The construction of the snowman was pretty simple.

• Place a couple large marshmallow on a toothpick and a small one at the top.  
• Break a pretzel stick in half and push the broken ends into the center marshmallow to make arms.

 I covered all of it in a layer of white frosting which was not an easy task but in the end it worked out!

• Place the snowman in your scene. 
• Fill in around the snowman with some 'snow' (marshmallows) to hold him in place. 

Step 6: Making Fire With Wafer Paper

Edible Rice Paper or Wafer paper is another way to create details.  In this case, it was used to make a 2D fire with just a bit of food color, a toothpick, and some (food-safe) scissors.

• Place a small amount of vodka in a small container and add a bit of food color.  The vodka thins the food color to turn it into a liquid you can paint on the wafer paper.  Water can be used but water does dissolve the wafer paper so use sparingly. 
• To make fire, thin a bit of red and a bit of orange color and smudge it on the wafer paper.
• Cut out firey shapes with your food-safe scissors. 
• You can also use wafer paper to make an axe blade (I used a bit of red and black food color).
• A pretzel stick was wrapped in wafer paper that was painted red to create an axe handle.  

Step 7: Setting Your Scene on Fire

For the illusion of logs, I used pretzel sticks.  

At this point, I have frosting in a decorating bag with piping tip.  It makes placing frosting exactly where you want it much easier.  It would also work to drop a bit of frosting on the foil without the piping bag.

• Place a dab of frosting on the near the pathway where you wan the fire to be.  
• Add the wafer paper fire to the frosting in an upright position.
• Add pretzel sticks around the fire to represent logs.

• Add a stack of fire-wood near by using frosting to hold everything together.  

Step 8: Make a Tree Topper

Two small cookies stuck (with frosting) back to back makes an adorable tree topper.  I made a star topper but other shapes would work, too!

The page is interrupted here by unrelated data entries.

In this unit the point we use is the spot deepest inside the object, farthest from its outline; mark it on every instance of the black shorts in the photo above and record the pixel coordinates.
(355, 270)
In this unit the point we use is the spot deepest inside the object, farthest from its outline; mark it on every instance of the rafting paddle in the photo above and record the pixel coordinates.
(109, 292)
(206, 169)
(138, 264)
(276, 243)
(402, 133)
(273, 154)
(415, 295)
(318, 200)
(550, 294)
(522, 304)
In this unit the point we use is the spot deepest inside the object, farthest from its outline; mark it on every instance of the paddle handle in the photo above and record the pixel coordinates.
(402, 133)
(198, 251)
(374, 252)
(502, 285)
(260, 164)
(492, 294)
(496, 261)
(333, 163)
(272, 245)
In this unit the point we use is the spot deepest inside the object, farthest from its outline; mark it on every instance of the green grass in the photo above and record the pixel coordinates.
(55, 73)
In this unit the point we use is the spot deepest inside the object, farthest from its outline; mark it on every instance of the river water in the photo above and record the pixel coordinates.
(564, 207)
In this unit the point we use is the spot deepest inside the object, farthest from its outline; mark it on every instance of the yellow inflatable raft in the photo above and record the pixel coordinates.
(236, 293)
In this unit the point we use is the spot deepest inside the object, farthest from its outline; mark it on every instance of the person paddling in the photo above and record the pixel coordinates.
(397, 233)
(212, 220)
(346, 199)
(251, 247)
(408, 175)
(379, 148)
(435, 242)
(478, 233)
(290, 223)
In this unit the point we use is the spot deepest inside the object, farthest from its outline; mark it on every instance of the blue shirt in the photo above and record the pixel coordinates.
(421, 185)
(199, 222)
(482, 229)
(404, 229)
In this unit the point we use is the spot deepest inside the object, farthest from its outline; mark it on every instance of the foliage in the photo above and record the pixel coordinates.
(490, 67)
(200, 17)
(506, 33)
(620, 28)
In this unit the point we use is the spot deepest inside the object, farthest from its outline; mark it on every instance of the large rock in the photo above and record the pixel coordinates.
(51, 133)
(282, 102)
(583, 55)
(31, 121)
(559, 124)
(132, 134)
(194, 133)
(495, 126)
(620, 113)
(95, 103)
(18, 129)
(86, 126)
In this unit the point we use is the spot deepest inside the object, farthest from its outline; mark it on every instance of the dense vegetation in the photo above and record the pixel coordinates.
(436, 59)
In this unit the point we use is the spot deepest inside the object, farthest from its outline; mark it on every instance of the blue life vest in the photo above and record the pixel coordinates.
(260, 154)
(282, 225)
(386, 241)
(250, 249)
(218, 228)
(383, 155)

• Frost the front of each cookie that will be placed back-to-back 
• Optional: Decorate your tree topper.  I used sprinkle hearts as decorations
• Let that frosting layer set up a dry a bit (I let mine sit for 2 hours or so)
• Add a bit of frosting to the back of one cookie
• Place at least 1 toothpick in the frosting (2 toothpicks is much more stable)
• Add a bit of frosting over the toothpick(s)
• Place the other cookie on the frosting with the decorated side out to sandwich the toothpicks between the cookies.

Step 9: Add a Bit of Snow to the Trees

Adding a bit of snow to your trees to give the impression that it snowed recently.  I added snow to the 'back side' of my scene.  My idea was that these trees offer a bit of a wind-break from the snow and winter wind allowing for a more comfortable winter experience on the other side (the side with the snowman and fire).  The side of the trees that the wind hits would be dusted with snow. 

With a piping bag full of white frosting, add ribbons of frosting to dust the tree branches with snow.

Step 10: Top the Tree

Using a free toothpick, push holes into the top of the cookie tree to hold the star topper.

Carefully set the tree topper in place.  Finish the edges of the stars with a bit of white frosting to cover the rough edges of the cookies and give it a nice clean finish. 

Step 11: Finishing Touches

Fill in the rest of the tray with marshmallows to create a full snowy tree scene. 

Enjoy your delicious sweet treat.  Who knew that pretzels and marshmallows were so tasty together?